I've been banging away at my Google App Engine application. It'll be a little while yet, but in the meantime, a particular observation about Python. I keep getting tripped up when I refer to a member function without the parenthesis. For instance:

>>> list = [1,2,3,4,5]
>>> print list.count
<built-in method count of list object at 0x238fa8>

This doesn't print '5' because list.count is a reference to the count method itself, which (like everything else in Python) is an object, so gets printed. You need to use list.count() with those important parentheses in order to actually get the answer 5 that you wanted.
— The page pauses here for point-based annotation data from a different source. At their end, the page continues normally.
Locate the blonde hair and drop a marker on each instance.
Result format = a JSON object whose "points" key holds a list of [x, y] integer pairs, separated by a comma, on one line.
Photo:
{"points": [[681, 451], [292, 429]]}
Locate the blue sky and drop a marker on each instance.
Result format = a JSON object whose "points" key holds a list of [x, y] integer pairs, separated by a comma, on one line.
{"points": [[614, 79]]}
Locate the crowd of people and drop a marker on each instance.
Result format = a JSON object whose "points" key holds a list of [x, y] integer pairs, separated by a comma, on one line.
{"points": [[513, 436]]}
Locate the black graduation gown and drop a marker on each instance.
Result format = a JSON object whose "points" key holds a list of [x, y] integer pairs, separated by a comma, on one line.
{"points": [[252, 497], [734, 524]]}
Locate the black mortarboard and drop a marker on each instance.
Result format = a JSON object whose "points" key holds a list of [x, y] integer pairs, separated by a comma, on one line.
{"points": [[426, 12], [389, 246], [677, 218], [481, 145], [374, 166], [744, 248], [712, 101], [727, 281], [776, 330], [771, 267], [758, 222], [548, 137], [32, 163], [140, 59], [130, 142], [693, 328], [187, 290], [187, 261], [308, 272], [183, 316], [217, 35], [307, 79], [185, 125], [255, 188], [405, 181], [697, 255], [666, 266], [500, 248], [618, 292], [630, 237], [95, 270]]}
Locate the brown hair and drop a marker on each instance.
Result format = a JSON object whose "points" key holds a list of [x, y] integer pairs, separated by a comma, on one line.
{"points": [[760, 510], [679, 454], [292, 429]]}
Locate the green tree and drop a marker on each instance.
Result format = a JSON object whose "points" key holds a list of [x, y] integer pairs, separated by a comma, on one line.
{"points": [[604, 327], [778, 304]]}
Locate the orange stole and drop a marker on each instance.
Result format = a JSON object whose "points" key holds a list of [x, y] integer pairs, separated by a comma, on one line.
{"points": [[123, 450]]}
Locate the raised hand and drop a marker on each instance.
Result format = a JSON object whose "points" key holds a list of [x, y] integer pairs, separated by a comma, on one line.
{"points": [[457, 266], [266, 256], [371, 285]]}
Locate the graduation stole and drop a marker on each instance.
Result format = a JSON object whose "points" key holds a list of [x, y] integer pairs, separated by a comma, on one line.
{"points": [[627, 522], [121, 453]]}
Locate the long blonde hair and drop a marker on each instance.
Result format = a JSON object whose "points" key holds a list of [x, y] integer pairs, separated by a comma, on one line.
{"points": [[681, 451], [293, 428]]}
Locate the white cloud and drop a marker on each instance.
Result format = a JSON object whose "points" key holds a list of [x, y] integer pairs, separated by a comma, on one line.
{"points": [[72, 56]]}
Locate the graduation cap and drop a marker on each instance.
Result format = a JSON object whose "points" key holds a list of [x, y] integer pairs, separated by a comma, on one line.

I keep getting tripped up by this and taking a while to debug the problem every time. Some things like __class__ don't need parentheses, which I think is part of the confusion. Furthermore, when you use dir() to look up the public features of a class, it doesn't do anything to show you which ones are functions:

>>> dir([])
['__add__', '__class__', '__contains__', '__delattr__', '__delitem__', '__delslice__', '__doc__', '__eq__', '__ge__', '__getattribute__', '__getitem__', '__getslice__', '__gt__', '__hash__', '__iadd__', '__imul__', '__init__', '__iter__', '__le__', '__len__', '__lt__', '__mul__', '__ne__', '__new__', '__reduce__', '__reduce_ex__', '__repr__', '__reversed__', '__rmul__', '__setattr__', '__setitem__', '__setslice__', '__str__', 'append', 'count', 'extend', 'index', 'insert', 'pop', 'remove', 'reverse', 'sort']

I rather suspect I've missed a subtle but important bit of Python understanding, having only scratched the surface so far. If someone can point that out to me I'd be very grateful.